What problems agent session replay solves for engineering teams
Specific jobs replay does better than any alternative:
- Debugging non-deterministic failures. Compare a failing run to a passing one; the divergence shows up in prompt text, response, or tool-use sequence.
- Supporting audit and incident response. Compliance, security, and incident reviews all benefit from “what did the agent do” as a primary artifact rather than a reconstructed narrative — though satisfying any specific audit standard depends on retention, access controls, and process around the archive.

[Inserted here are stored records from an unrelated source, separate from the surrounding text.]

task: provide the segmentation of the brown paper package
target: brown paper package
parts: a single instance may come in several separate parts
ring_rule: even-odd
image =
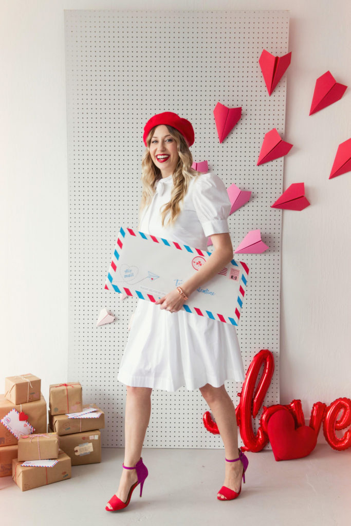
[[[34,375],[8,376],[5,379],[5,398],[15,404],[39,400],[41,383]]]
[[[34,428],[33,433],[46,432],[46,402],[42,393],[40,400],[16,406],[5,398],[4,394],[0,394],[0,420],[14,408],[19,413],[23,411],[28,416],[28,421]],[[0,448],[17,444],[18,441],[16,437],[0,422]]]
[[[57,459],[58,457],[57,433],[45,433],[45,436],[33,433],[18,439],[18,461]]]
[[[77,413],[82,411],[82,386],[79,382],[52,383],[49,386],[49,406],[51,414]]]
[[[23,461],[12,461],[12,478],[22,491],[71,478],[71,459],[61,449],[58,462],[52,468],[25,467]]]
[[[0,448],[0,477],[12,474],[12,461],[17,458],[17,445]]]
[[[98,418],[68,418],[65,414],[53,414],[48,413],[48,423],[53,431],[61,436],[81,433],[93,429],[102,429],[105,427],[105,413],[95,403],[86,403],[83,409],[87,407],[95,407],[102,414]]]
[[[101,462],[101,433],[98,429],[60,437],[59,447],[71,458],[72,466]]]

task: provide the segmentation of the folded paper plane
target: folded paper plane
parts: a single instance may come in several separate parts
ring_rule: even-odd
[[[265,49],[262,52],[258,63],[269,96],[287,69],[291,57],[291,52],[282,57],[275,57]]]
[[[308,206],[309,201],[305,197],[305,184],[294,183],[282,194],[271,208],[284,208],[286,210],[303,210]]]
[[[265,135],[259,153],[257,166],[286,155],[293,147],[293,145],[280,138],[275,128]]]
[[[339,145],[329,178],[333,179],[350,170],[351,138]]]
[[[202,161],[200,163],[193,163],[192,168],[201,174],[207,174],[208,171],[208,165],[207,161]]]
[[[219,142],[222,143],[242,116],[242,108],[227,108],[217,102],[213,114]]]
[[[261,239],[259,229],[251,230],[234,250],[235,254],[260,254],[268,248]]]
[[[240,190],[234,183],[227,189],[227,191],[232,204],[229,216],[247,203],[251,196],[250,191]]]
[[[330,71],[318,77],[316,80],[309,115],[312,115],[339,100],[347,87],[347,86],[337,82]]]
[[[111,323],[112,321],[114,321],[115,317],[111,312],[107,311],[107,309],[103,309],[99,314],[99,317],[97,318],[97,322],[96,323],[96,327],[99,325],[104,325],[105,323]]]

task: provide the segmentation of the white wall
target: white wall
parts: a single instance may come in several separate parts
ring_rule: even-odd
[[[0,22],[1,367],[48,385],[67,378],[68,209],[64,9],[144,9],[118,2],[3,0]],[[149,9],[167,8],[161,0]],[[349,228],[351,173],[328,180],[351,136],[348,0],[178,0],[169,8],[289,9],[284,188],[304,181],[312,205],[283,222],[280,401],[351,397]],[[316,78],[329,69],[343,98],[308,116]],[[55,327],[54,333],[52,327]],[[267,327],[267,330],[269,330]]]

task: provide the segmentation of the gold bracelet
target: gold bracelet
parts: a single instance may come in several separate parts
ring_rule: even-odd
[[[179,294],[180,295],[180,296],[182,296],[184,298],[184,299],[188,299],[188,297],[186,296],[185,296],[185,295],[184,294],[184,292],[182,290],[182,289],[180,288],[180,287],[177,287],[177,290],[179,293]]]

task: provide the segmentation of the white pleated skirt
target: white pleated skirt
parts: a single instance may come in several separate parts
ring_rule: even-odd
[[[139,299],[117,379],[126,385],[174,392],[245,379],[235,327]]]

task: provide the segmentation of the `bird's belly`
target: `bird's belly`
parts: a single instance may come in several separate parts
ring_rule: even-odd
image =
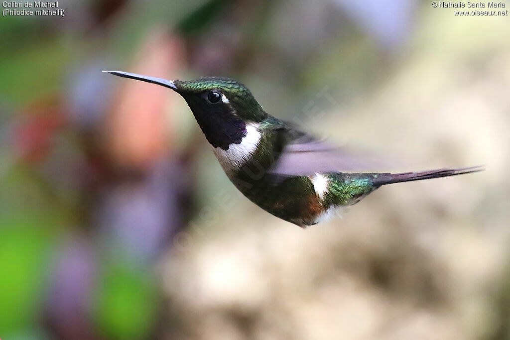
[[[229,178],[250,200],[266,211],[300,227],[318,223],[327,211],[308,177],[295,176],[277,184],[270,175],[256,181]]]

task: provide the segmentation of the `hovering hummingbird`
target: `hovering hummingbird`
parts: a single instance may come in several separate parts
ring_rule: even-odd
[[[381,186],[479,171],[480,167],[420,172],[356,173],[355,159],[266,113],[249,90],[228,78],[170,81],[104,71],[180,94],[237,189],[266,211],[300,227],[316,224]]]

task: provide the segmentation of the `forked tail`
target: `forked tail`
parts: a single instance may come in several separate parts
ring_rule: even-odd
[[[462,175],[465,173],[477,172],[484,169],[481,166],[461,168],[460,169],[439,169],[421,172],[403,172],[402,173],[382,173],[378,175],[374,180],[375,186],[384,186],[392,183],[409,182],[411,180],[421,180],[429,178],[437,178],[440,177]]]

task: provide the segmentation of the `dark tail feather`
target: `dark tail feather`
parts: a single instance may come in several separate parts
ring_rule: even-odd
[[[482,166],[470,167],[460,169],[439,169],[438,170],[421,172],[403,172],[402,173],[383,173],[377,176],[374,180],[374,185],[379,187],[385,184],[409,182],[411,180],[420,180],[440,177],[462,175],[465,173],[477,172],[484,170]]]

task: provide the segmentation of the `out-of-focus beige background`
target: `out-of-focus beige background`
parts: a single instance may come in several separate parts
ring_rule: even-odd
[[[58,8],[0,19],[0,337],[510,337],[507,16],[404,0]],[[381,170],[487,169],[388,186],[302,230],[236,190],[177,95],[101,69],[236,78]]]

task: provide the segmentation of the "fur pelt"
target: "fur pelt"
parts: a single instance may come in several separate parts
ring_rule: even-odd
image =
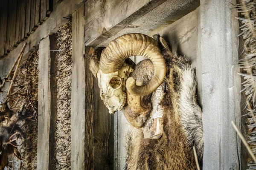
[[[188,59],[161,47],[169,67],[162,103],[164,133],[158,140],[145,139],[141,129],[132,128],[127,134],[125,170],[196,169],[193,146],[199,162],[202,160],[202,112],[197,102],[195,70]]]

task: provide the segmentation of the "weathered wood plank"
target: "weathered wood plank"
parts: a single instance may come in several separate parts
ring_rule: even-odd
[[[72,14],[71,170],[84,170],[85,69],[84,6]]]
[[[102,39],[109,38],[110,34],[117,33],[166,0],[87,0],[84,15],[86,45],[98,45]]]
[[[131,13],[131,11],[134,11],[134,9],[137,9],[139,6],[137,4],[137,1],[135,1],[136,3],[134,5],[131,1],[132,1],[131,2],[126,1],[125,3],[122,4],[123,6],[120,7],[120,9],[118,9],[115,11],[114,9],[115,8],[111,8],[111,6],[103,6],[103,7],[101,7],[100,6],[95,7],[94,8],[97,8],[97,10],[100,11],[101,10],[102,11],[104,11],[106,9],[105,8],[106,8],[107,11],[109,11],[109,13],[108,13],[108,14],[105,15],[105,16],[100,15],[96,17],[104,18],[101,22],[99,22],[100,23],[98,23],[98,20],[95,18],[90,20],[86,19],[86,25],[89,26],[87,26],[88,28],[85,28],[86,34],[87,34],[88,37],[88,38],[86,39],[87,41],[86,45],[105,46],[113,39],[131,32],[138,32],[149,35],[151,35],[151,34],[157,34],[157,28],[160,29],[159,30],[163,29],[167,25],[173,23],[175,21],[194,10],[200,5],[199,0],[167,0],[162,2],[158,6],[156,6],[154,8],[152,8],[148,12],[145,12],[140,16],[140,17],[138,18],[137,17],[138,16],[145,12],[144,10],[148,9],[146,8],[146,7],[153,8],[154,6],[151,6],[151,3],[149,3],[147,6],[142,7],[140,10],[129,16],[128,14]],[[157,3],[160,3],[160,1]],[[89,1],[87,1],[87,3]],[[108,4],[111,4],[114,3],[119,4],[119,3],[121,3],[123,2],[113,1],[108,2]],[[142,1],[140,1],[140,3],[142,3]],[[132,5],[135,6],[133,6]],[[124,7],[127,6],[129,6],[129,8],[123,9]],[[128,12],[126,11],[128,9],[133,9],[131,11],[129,10],[129,12]],[[122,10],[122,13],[124,14],[123,15],[127,15],[127,17],[123,19],[122,20],[119,21],[119,23],[118,23],[119,19],[123,17],[123,15],[119,16],[118,11],[120,10]],[[87,16],[86,12],[87,12],[88,14],[89,15],[87,17],[89,19],[92,18],[94,16],[96,16],[96,15],[99,15],[99,13],[101,13],[94,11],[90,10],[90,12],[85,11],[85,16]],[[104,13],[104,12],[101,12]],[[119,12],[121,13],[121,12]],[[109,18],[105,19],[105,17]],[[111,20],[114,20],[116,21],[113,22]],[[101,21],[100,19],[100,20]],[[92,26],[90,26],[90,25]],[[93,31],[93,29],[92,29],[92,27],[94,26],[96,26],[94,28],[94,31]],[[103,28],[105,28],[106,30],[103,29]],[[153,30],[155,30],[155,31],[151,32]],[[87,39],[90,40],[87,40]]]
[[[57,38],[54,35],[49,36],[50,39],[50,49],[57,50]],[[56,129],[57,120],[57,55],[55,51],[50,51],[51,56],[51,69],[50,85],[51,89],[51,120],[50,123],[49,137],[49,170],[55,170],[55,148],[56,146]]]
[[[31,0],[26,0],[26,24],[25,35],[27,38],[30,32],[30,18],[31,13]]]
[[[93,47],[85,48],[85,141],[84,147],[85,167],[86,170],[93,169],[93,115],[94,98],[97,97],[94,94],[94,86],[93,76],[89,68],[89,57],[93,52]]]
[[[16,16],[16,28],[15,28],[15,45],[17,45],[20,43],[20,32],[21,31],[20,29],[20,20],[21,15],[21,1],[18,0],[17,2],[17,12]]]
[[[112,170],[113,165],[114,115],[108,113],[94,78],[93,169]]]
[[[201,0],[203,169],[239,169],[241,79],[235,0]]]
[[[35,29],[35,4],[36,0],[31,0],[31,11],[30,14],[30,34],[32,34]]]
[[[36,0],[35,2],[35,25],[38,26],[40,25],[41,3],[41,0]]]
[[[49,168],[49,137],[51,122],[51,57],[49,37],[40,42],[38,61],[38,114],[37,166]]]
[[[26,34],[25,33],[26,30],[26,1],[22,1],[21,6],[21,16],[22,20],[21,20],[21,23],[22,24],[22,30],[21,31],[21,40],[23,41],[26,39]]]
[[[40,6],[40,22],[41,23],[49,17],[46,14],[46,5],[48,0],[41,0]]]
[[[46,1],[46,14],[49,17],[49,14],[52,11],[53,0],[47,0]]]
[[[6,34],[7,31],[7,18],[8,16],[8,8],[6,8],[8,6],[7,2],[4,0],[1,0],[1,23],[0,23],[0,56],[4,55],[6,52],[5,48],[5,44],[6,41]]]

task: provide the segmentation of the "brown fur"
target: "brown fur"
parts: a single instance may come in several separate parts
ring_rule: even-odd
[[[164,133],[158,140],[145,139],[141,129],[133,128],[127,136],[125,170],[196,170],[193,146],[199,161],[202,159],[202,113],[194,70],[185,57],[162,49],[169,65],[162,104]]]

- Comparing behavior across runs. Compare tool-call sequences, compare prompt and context differences, and — where re-execution is supported — compare behavior across models from the same captured starting point.
- Onboarding. A new engineer replays the team’s best sessions to see how the agents actually work, not how someone wrote them up.
- Skill extraction. The captured archive can be used to turn recurring patterns into reusable skill files.
How Paper Compute implements agent session replay
paper CLI uses tapes, Paper Compute’s open-source telemetry/capture layer, to route Claude Code traffic through a proxy and write captured session records — user prompts, assistant responses, tool-use events, tool results, and metadata — to an archive. In tapes, records are content-addressed, which gives the archive useful integrity and traversal properties: records can be looked up by hash, identical records resolve to the same identifier by construction, and any modification produces a different identifier and surfaces during a read. Content-addressing is one layer of integrity, not a finished tamper-evidence guarantee; end-to-end audit assurances still depend on access controls, retention, and chain of custody around the archive.
Replay is the read interface over that captured record. tapes deck is the interactive TUI; tapes search and tapes checkout are the programmatic consumers. If you’re running agents against production systems, replay is the artifact your incident response depends on. That’s the difference between “we think the agent did X” and “the agent did exactly this, here’s the hash.”
The point is not to guess better after something goes wrong. The point is to keep the record that makes guessing unnecessary.